Nun muss man unterscheiden, ob dieses Mitmischen aktiv oder passiv passiert. Sind es tatsächlich nur "Freiwillige", die in ihrer Freizeit den Bruder aus der Ukraine heimholen wollen und die der Kreml mehr oder minder erfreut gewähren lässt? Oder wird die Mitwirkung russischer Soldaten auch von der Moskauer Führung forciert und gesteuert? Wenn Putin die prorussischen Rebellen auffordert, einen Korridor für ukrainische Soldaten zu öffnen, und diese ihm nur wenig später Folge leisten, spricht das jedenfalls schon Bände über seine Autorität in der Region.

Ein Indiz dafür, dass die Aktion in der Ostukraine sehr wohl akkordiert ist, liefern jene Mütter, die sich mittlerweile zuhauf an das "Komitee der Soldatenmütter Russlands" wenden, weil sie keine Information über den Aufenthaltsort ihrer Söhne mehr haben. Andere Mütter müssen ihre auf ukrainischem Boden umgekommenen Kinder schon zu Grabe tragen und nehmen sich dementsprechend bei ihrer Kritik an der russischen Führung kein Blatt mehr vor den Mund.

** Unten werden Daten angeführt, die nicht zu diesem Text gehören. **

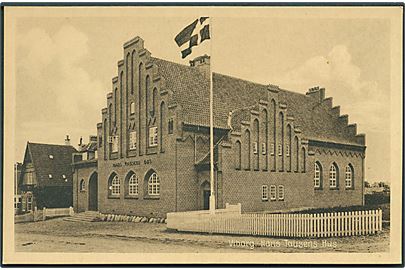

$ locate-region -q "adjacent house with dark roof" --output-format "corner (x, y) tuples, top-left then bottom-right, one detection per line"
(19, 142), (77, 212)
(73, 37), (366, 216)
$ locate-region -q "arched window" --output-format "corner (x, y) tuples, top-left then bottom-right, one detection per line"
(270, 99), (277, 171)
(80, 179), (86, 191)
(108, 173), (121, 196)
(253, 119), (260, 170)
(138, 63), (145, 155)
(345, 164), (353, 189)
(261, 109), (269, 170)
(234, 141), (242, 170)
(243, 130), (250, 170)
(125, 52), (132, 93)
(159, 102), (166, 152)
(152, 88), (157, 115)
(118, 71), (124, 157)
(131, 51), (135, 95)
(314, 162), (322, 188)
(329, 163), (339, 188)
(114, 88), (118, 123)
(129, 102), (135, 114)
(127, 172), (139, 196)
(294, 136), (300, 172)
(278, 112), (284, 172)
(285, 125), (292, 172)
(145, 75), (152, 117)
(103, 119), (108, 160)
(148, 172), (160, 196)
(301, 147), (307, 172)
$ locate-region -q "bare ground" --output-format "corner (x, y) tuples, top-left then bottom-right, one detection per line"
(15, 219), (390, 253)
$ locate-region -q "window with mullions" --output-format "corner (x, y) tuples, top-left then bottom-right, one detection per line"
(148, 172), (160, 196)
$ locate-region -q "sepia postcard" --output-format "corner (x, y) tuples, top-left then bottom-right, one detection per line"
(2, 4), (403, 265)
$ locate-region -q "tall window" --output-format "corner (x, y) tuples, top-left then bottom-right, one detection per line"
(294, 136), (300, 172)
(159, 102), (166, 152)
(270, 185), (277, 201)
(129, 102), (135, 114)
(301, 147), (307, 172)
(148, 172), (160, 196)
(27, 194), (32, 211)
(128, 173), (139, 196)
(114, 88), (118, 123)
(152, 88), (157, 115)
(260, 109), (269, 170)
(149, 127), (158, 147)
(329, 164), (339, 188)
(111, 135), (119, 153)
(253, 119), (260, 170)
(108, 103), (112, 131)
(243, 130), (250, 170)
(278, 112), (285, 171)
(262, 185), (269, 201)
(138, 63), (147, 155)
(145, 75), (152, 118)
(285, 125), (292, 172)
(167, 118), (174, 134)
(131, 51), (135, 95)
(110, 175), (121, 196)
(270, 99), (277, 171)
(314, 162), (322, 188)
(345, 164), (353, 188)
(278, 185), (284, 201)
(129, 131), (136, 150)
(234, 141), (242, 170)
(80, 179), (86, 191)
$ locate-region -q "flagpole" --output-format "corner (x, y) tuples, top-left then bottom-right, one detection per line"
(209, 16), (215, 214)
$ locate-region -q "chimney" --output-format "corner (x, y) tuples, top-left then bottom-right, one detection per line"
(89, 135), (97, 142)
(306, 86), (325, 103)
(190, 54), (210, 78)
(65, 135), (70, 145)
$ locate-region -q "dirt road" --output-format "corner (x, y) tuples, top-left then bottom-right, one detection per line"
(15, 219), (389, 253)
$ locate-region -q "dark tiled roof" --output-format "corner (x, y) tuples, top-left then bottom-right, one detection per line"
(152, 58), (357, 144)
(79, 142), (97, 152)
(27, 142), (77, 186)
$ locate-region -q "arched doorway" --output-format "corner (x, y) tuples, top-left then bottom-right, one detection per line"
(201, 181), (211, 210)
(89, 172), (98, 211)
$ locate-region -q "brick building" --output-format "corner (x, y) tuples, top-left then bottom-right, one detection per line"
(18, 139), (76, 212)
(73, 37), (366, 216)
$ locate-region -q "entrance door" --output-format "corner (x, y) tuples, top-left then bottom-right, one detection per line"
(89, 173), (98, 211)
(203, 190), (211, 210)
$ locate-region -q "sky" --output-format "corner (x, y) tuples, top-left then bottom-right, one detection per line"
(13, 8), (391, 182)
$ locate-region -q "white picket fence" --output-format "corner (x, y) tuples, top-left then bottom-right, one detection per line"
(42, 207), (74, 220)
(167, 209), (382, 238)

Mit jedem weiteren gefallenen Soldaten wird deshalb der Druck auf Putin wachsen. Seine Strategie, dem Westen so lange etwas vorzumachen, bis sich gewisse Fakten in der Ostukraine nicht mehr revidieren lassen, könnte nach hinten losgehen. Der nun aufkeimende Unmut zeigt, dass Putin auf lange Sicht auch der eigenen Bevölkerung nicht ins Gesicht lügen kann. (Teresa Eder, derStandard.at, 29.8.2014)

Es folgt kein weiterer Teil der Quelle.